SurvivalBlog presents another edition of The Survivalist’s Odds ‘n Sods— a collection of news bits and pieces that are relevant to the modern survivalist and prepper from “JWR”. Today, we focus on Model Legislation.
From Self-Reliance to Community Resilience
Reader Jim L. recommended this: From Self-Reliance to Community Resilience: Jacqui Riordan & Robb Worthington at TEDxHickory. Jim’s L.’s Comments: “I am impressed. Note especially the comments after minute mark 13:00. They seem to be our kind of folks.”
Copy, Paste, Legislate (Model Legislation)
From Reader H.L.: COPY, PASTE, LEGISLATE. You elected them to write new laws. They’re letting corporations do it instead. I’m posting this quote:
“Each year, state lawmakers across the U.S. introduce thousands of bills dreamed up and written by corporations, industry groups and think tanks.
Disguised as the work of lawmakers, these so-called “model” bills get copied in one state Capitol after another, quietly advancing the agenda of the people who write them.
A two-year investigation by USA TODAY, The Arizona Republic and the Center for Public Integrity reveals for the first time the extent to which special interests have infiltrated state legislatures using model legislation.
USA TODAY and the Republic found at least 10,000 bills almost entirely copied from model legislation were introduced nationwide in the past eight years, and more than 2,100 of those bills were signed into law.
The investigation examined nearly 1 million bills in all 50 states and Congress using a computer algorithm developed to detect similarities in language. That search – powered by the equivalent of 150 computers that ran nonstop for months – compared known model legislation with bills introduced by lawmakers.
The phenomenon of copycat legislation is far larger. In a separate analysis, the Center for Public Integrity identified tens of thousands of bills with identical phrases, then traced the origins of that language in dozens of those bills across the country.”

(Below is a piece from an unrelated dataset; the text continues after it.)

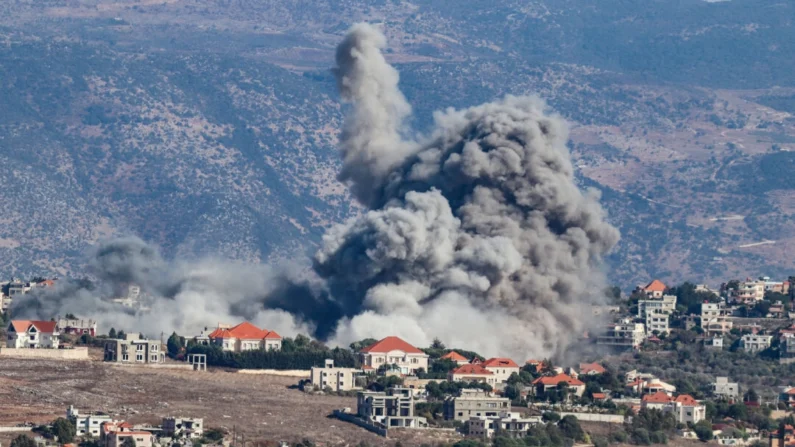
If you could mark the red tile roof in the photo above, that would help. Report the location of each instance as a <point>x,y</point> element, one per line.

Court of Appeals Ruling on Sleeping on Public Property
Peter forwarded a PDF link: The Ninth Circuit Court of Appeals has issued a ruling on sleeping on public property. A snippet:
“Judge M. Smith stated that the panel’s reasoning will soon prevent local governments from enforcing a host of other public health and safety laws, such as those prohibiting public defecation and urination, and that the panel’s opinion shackles the hands of public officials trying to redress the serious societal concern of homelessness.”